Au chapitre des gains, la nouvelle convention collective prévoit l’intégration d’une banque d’heures supplémentaires pouvant être reprises en congé, 10 jours fériés. Le contrat prévoit également un régime d’assurance collective dont le partage de coût progressif assurera une contribution jusqu’à 45 % du coût total des primes par l’employeur ainsi qu’un REER collectif avec une contribution de l’employeur allant jusqu’à 1 % des gains annuels. La grille des salaires pour les mécaniciens prévoit un taux horaire à l’entrée de 25,00 $ l’heure à l’échelon 1 jusqu’à 28,95 $ au maximum de l’échelle.
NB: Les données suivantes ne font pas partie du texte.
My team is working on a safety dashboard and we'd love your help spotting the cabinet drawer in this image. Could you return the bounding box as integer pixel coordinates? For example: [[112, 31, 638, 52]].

Chacun des échelons de salaire de la grille de rémunération sera majoré de 1 % à 1,6 % au 1er mai de chaque année.

Les principaux gains se situent essentiellement dans l’établissement de règles justes et équitables pour l’ensemble des membres. Ces règles basées essentiellement sur l’ancienneté viendront pallier une grande partie des irritants qui ont mené à la formation du syndicat.

Soulignons que la syndicalisation de ces travailleurs s’est effectuée sur une base régionale. De par sa nature, STIM dont le siège social est situé en Estrie, est une entreprise qui offre à des clients des services de mécanique et d’entretien partout au Québec. La décision du tribunal administratif du Travail permet la syndicalisation de travailleurs sur le territoire de Lanaudière.
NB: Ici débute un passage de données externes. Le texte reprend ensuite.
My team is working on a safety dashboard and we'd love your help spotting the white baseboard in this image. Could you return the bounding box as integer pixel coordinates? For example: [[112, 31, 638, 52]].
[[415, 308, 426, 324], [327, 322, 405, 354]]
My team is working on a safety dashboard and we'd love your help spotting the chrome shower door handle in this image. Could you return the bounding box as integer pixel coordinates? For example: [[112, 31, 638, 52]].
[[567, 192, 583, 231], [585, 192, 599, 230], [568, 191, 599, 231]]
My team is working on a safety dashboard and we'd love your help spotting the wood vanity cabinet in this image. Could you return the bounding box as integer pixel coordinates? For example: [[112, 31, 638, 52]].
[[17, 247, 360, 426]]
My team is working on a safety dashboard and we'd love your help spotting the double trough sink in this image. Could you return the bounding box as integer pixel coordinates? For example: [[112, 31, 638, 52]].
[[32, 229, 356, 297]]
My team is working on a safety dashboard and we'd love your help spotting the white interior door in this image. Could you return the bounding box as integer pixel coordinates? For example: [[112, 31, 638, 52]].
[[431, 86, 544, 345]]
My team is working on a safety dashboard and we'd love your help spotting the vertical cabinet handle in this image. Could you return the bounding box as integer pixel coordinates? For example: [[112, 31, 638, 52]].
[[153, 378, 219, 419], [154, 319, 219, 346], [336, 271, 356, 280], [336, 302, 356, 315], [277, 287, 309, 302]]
Cette décision a permis de créer une percée dans le secteur de la sous-traitance mécanique. Ces travailleurs ont souvent une précarité d’emploi importante, mais également des conditions de travail peu enviables en comparaison avec les mêmes titres d’emploi et fonctions que leur donneur d’ouvrage.

La démonstration est maintenant faite, il est possible de négocier de bonnes conditions de travail, même pour des salariés d’une entreprise de services dépendante de clients et dont le siège social n’est pas nécessairement situé sur le territoire concerné. Souhaitons que cette réussite inspire d’autres travailleurs du secteur à se syndiquer et à améliorer leurs conditions de travail.

Le Syndicat des travailleuses et travailleurs de services techniques industriels Marchand – CSN représente près de 70 salariés mécaniciens, soudeurs, électromécaniciens, plombiers et commissionnaires dont le port d’attache est situé à Joliette et travaillant chez les clients de STIM sur le territoire de Lanaudière.